Gesundheitsfonds Die Kassenreserve schmilzt
Frankfurt/Main · Den Zusatzbeitrag für den Gesundheitsfonds zahlt nur der Versicherte. Einen Arbeitgeberanteil gibt es dafür nicht. Doch weil die Ausgaben für die medizinische Versorgung steigen, will die SPD nun die Arbeitgeber stärker beteiligen.
Zwar gibt es Reserven in Milliardenhöhe. Aber sie schmelzen. Beim Gesundheitsfonds standen zum Jahresanfang noch knapp zehn Milliarden Euro auf dem Guthabenkonto. Mittlerweile sind es nur noch 6,2 Milliarden Euro. Jeden Monat gibt er derzeit im Schnitt gut 750 Millionen Euro mehr aus als er einnimmt.
Der Grund: Die Ausgaben für die medizinische Versorgung steigen. Medizinischer Fortschritt, älter werdende Bevölkerung, die Renditeerwartungen der Pharma- und Krankenhausunternehmen treiben die Ausgaben. Und der Gesetzgeber. Er schafft Ansprüche auf neue Leistungen, zuletzt etwa eine bessere Notfallversorgung und Pflege in Krankenhäusern, einen Rechtsanspruch auf ärztliche Zweitmeinung bei bestimmten planbaren Operationen und mehr Kinder- und Jugenduntersuchungen.
Das kostet. Zahlen dazu von der Barmer GEK, der Nummer zwei der Branche: Sie gab im vorigen Jahr für jeden Versicherten im Schnitt 2962 Euro aus, 3,15 Prozent mehr als im Jahr zuvor. Ärztliche Leistungen stiegen um durchschnittliche 3,19 Prozent, die Ausgaben für Arzneimittel um unterdurchschnittlich 2,92 Prozent, die Rechnungen von Krankenhäusern um überdurchschnittliche 3,82 Prozent.

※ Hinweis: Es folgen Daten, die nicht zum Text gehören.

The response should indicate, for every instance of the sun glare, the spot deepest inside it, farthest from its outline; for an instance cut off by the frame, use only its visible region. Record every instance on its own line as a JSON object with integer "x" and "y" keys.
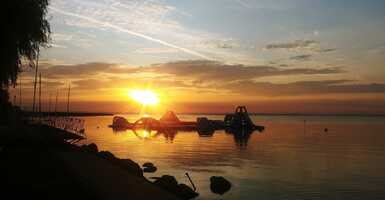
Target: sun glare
{"x": 145, "y": 97}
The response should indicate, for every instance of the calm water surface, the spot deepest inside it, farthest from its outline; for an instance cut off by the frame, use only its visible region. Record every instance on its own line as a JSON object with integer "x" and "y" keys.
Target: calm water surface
{"x": 289, "y": 160}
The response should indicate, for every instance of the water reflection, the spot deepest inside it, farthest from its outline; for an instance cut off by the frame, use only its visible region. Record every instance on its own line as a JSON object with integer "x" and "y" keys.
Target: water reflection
{"x": 241, "y": 136}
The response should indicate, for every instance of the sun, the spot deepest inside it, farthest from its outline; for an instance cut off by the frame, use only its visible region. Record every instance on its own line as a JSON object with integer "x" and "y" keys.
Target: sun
{"x": 144, "y": 97}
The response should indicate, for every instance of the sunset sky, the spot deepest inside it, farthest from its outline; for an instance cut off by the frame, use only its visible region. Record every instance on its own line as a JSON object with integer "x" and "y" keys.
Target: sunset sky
{"x": 297, "y": 56}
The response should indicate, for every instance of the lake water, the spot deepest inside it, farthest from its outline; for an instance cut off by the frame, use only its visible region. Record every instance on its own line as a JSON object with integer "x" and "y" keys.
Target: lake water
{"x": 289, "y": 160}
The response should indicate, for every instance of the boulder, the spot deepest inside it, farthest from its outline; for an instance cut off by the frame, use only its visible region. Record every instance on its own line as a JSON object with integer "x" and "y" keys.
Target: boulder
{"x": 150, "y": 169}
{"x": 131, "y": 167}
{"x": 219, "y": 185}
{"x": 148, "y": 164}
{"x": 91, "y": 148}
{"x": 186, "y": 192}
{"x": 107, "y": 155}
{"x": 170, "y": 184}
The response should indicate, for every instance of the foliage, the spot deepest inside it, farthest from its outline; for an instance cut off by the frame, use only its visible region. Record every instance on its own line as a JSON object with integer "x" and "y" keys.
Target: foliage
{"x": 24, "y": 28}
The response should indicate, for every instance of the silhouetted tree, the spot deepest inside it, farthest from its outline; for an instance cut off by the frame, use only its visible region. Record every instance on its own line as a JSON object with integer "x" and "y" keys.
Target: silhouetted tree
{"x": 24, "y": 28}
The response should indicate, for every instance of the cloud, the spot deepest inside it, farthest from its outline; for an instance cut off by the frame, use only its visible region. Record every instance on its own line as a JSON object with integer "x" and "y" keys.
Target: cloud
{"x": 303, "y": 57}
{"x": 303, "y": 88}
{"x": 194, "y": 70}
{"x": 297, "y": 45}
{"x": 120, "y": 28}
{"x": 300, "y": 45}
{"x": 208, "y": 71}
{"x": 221, "y": 43}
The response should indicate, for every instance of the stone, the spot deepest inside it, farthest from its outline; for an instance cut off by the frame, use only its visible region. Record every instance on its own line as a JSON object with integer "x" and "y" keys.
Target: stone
{"x": 150, "y": 169}
{"x": 170, "y": 184}
{"x": 91, "y": 148}
{"x": 219, "y": 185}
{"x": 148, "y": 164}
{"x": 131, "y": 166}
{"x": 107, "y": 155}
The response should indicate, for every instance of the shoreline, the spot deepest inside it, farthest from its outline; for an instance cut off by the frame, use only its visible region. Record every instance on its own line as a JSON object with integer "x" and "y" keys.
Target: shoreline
{"x": 38, "y": 165}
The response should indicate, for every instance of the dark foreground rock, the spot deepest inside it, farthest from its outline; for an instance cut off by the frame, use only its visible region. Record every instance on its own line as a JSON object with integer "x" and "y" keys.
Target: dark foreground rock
{"x": 219, "y": 185}
{"x": 170, "y": 184}
{"x": 91, "y": 148}
{"x": 151, "y": 169}
{"x": 126, "y": 164}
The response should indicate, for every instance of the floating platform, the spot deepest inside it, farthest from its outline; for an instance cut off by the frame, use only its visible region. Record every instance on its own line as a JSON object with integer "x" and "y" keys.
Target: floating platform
{"x": 239, "y": 120}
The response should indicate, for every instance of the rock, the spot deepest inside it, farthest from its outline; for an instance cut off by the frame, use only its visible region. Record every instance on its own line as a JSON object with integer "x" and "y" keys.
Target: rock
{"x": 186, "y": 192}
{"x": 131, "y": 166}
{"x": 150, "y": 169}
{"x": 219, "y": 185}
{"x": 107, "y": 155}
{"x": 148, "y": 164}
{"x": 91, "y": 148}
{"x": 170, "y": 184}
{"x": 126, "y": 164}
{"x": 167, "y": 182}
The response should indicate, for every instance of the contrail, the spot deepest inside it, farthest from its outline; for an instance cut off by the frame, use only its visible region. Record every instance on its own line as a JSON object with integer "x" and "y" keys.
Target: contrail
{"x": 106, "y": 24}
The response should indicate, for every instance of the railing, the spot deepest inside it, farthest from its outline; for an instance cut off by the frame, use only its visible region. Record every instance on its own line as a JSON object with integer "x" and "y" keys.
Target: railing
{"x": 69, "y": 124}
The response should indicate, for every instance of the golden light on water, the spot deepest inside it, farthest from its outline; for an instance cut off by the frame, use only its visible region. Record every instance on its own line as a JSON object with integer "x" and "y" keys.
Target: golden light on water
{"x": 144, "y": 97}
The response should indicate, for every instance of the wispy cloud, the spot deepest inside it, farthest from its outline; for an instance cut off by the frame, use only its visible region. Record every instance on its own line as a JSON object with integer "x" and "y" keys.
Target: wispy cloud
{"x": 124, "y": 30}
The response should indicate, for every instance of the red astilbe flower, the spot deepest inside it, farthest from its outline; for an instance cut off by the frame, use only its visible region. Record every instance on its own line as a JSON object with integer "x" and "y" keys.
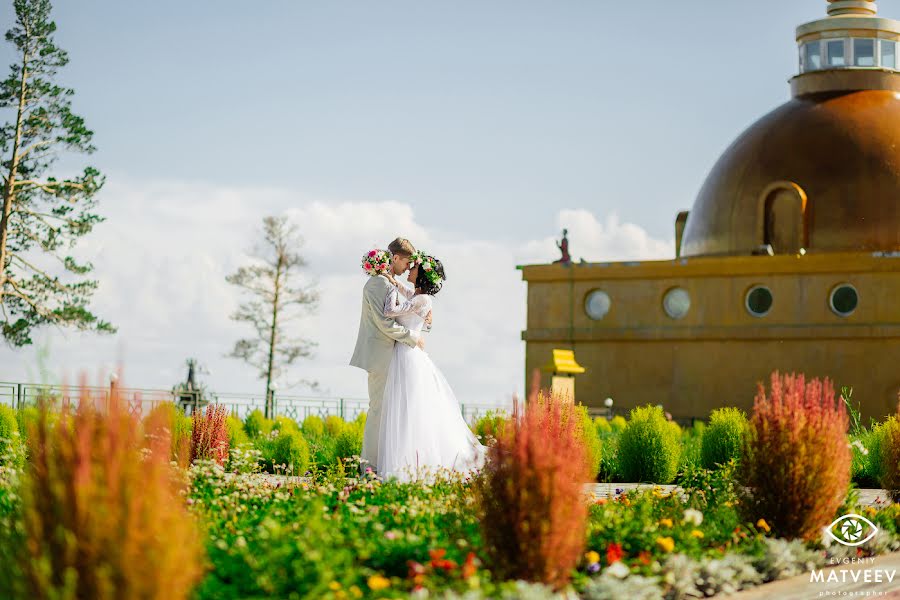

Dennoch hat es die Barmer geschafft, ihre Verluste von knapp 400 Millionen Euro aus dem Jahr 2014 in einen kleinen Gewinn von 5,5 Millionen Euro im Jahr 2015 zu drehen. Der Vorstand erklärt das zwar durch „eine grundlegende Neuausrichtung der Strukturen in der Hauptverwaltung“ und mehr Effizienz durch eine bessere Datenverarbeitung. Mag sein. Entscheidend war jedoch, dass die Kasse vom Gesundheitsfonds 25,3 Milliarden Euro überwiesen bekam statt 24,8 Milliarden Euro im Jahr 2014.
Es lag also an den steigenden Einnahmen. Und das heißt wesentlich: an den Beiträgen. Dabei haben die Krankenkassen in der gesetzlichen Krankenversicherung nur einen geringen Spielraum, ihre Beiträge zu gestalten. Denn der Gesetzgeber legt einen einheitlichen Beitrag fest. Für die Jahre 2015, 2016 und 2017 sind das 14,6 Prozent des Einkommens.
Den teilen sich Arbeitgeber und Arbeitnehmer, jeder zahlt also 7,3 Prozent. Dieses Geld fließt in den sogenannten Gesundheitsfonds. Auch Zuschüsse des Bundes – 2015 in Höhe von 11,5 Milliarden Euro, dieses Jahr knapp 13,9 Milliarden Euro – werden dort gesammelt. Damit gleicht der Bund versicherungsfremde, aber politisch erwünschte Leistungen aus. Große Brocken sind die beitragsfreie Mitversicherung von Kindern und das Mutterschaftsgeld.
Die Gelder werden vom Gesundheitsfonds auf alle Kassen risikogerecht verteilt. Um einen Wettbewerb zwischen den Kassen zu ermöglichen, können sie einen Zusatzbeitrag erheben, wenn die Gelder aus dem Gesundheitsfonds nicht genügen. 2015 hat nur eine von 123 Kassen darauf verzichtet. Der Zusatzbeitrag ist 2016 von 0,9 auf im Schnitt 1,1 Prozent gestiegen. Schätzungen für 2020 liegen bei 2,4 Prozent. Den Zusatzbeitrag zahlt nur der Versicherte.
Einen Arbeitgeberanteil gibt es dafür nicht. Das Argument, Deutschland müsse wettbewerbsfähige Arbeitskosten haben, die Lohnnebenkosten also deckeln, hatte seit Juli 2005 die paritätische Verteilung der Beiträge zwischen Arbeitgebern und -nehmern aufgehoben. Seitdem steigen die Anteile, die die Beschäftigten zu zahlen haben, schneller. Das will die SPD wieder ändern. Sie argumentiert nicht mehr mit den Standortkosten, sondern mit der Solidarität zwischen Arbeitgebern und Arbeitnehmern.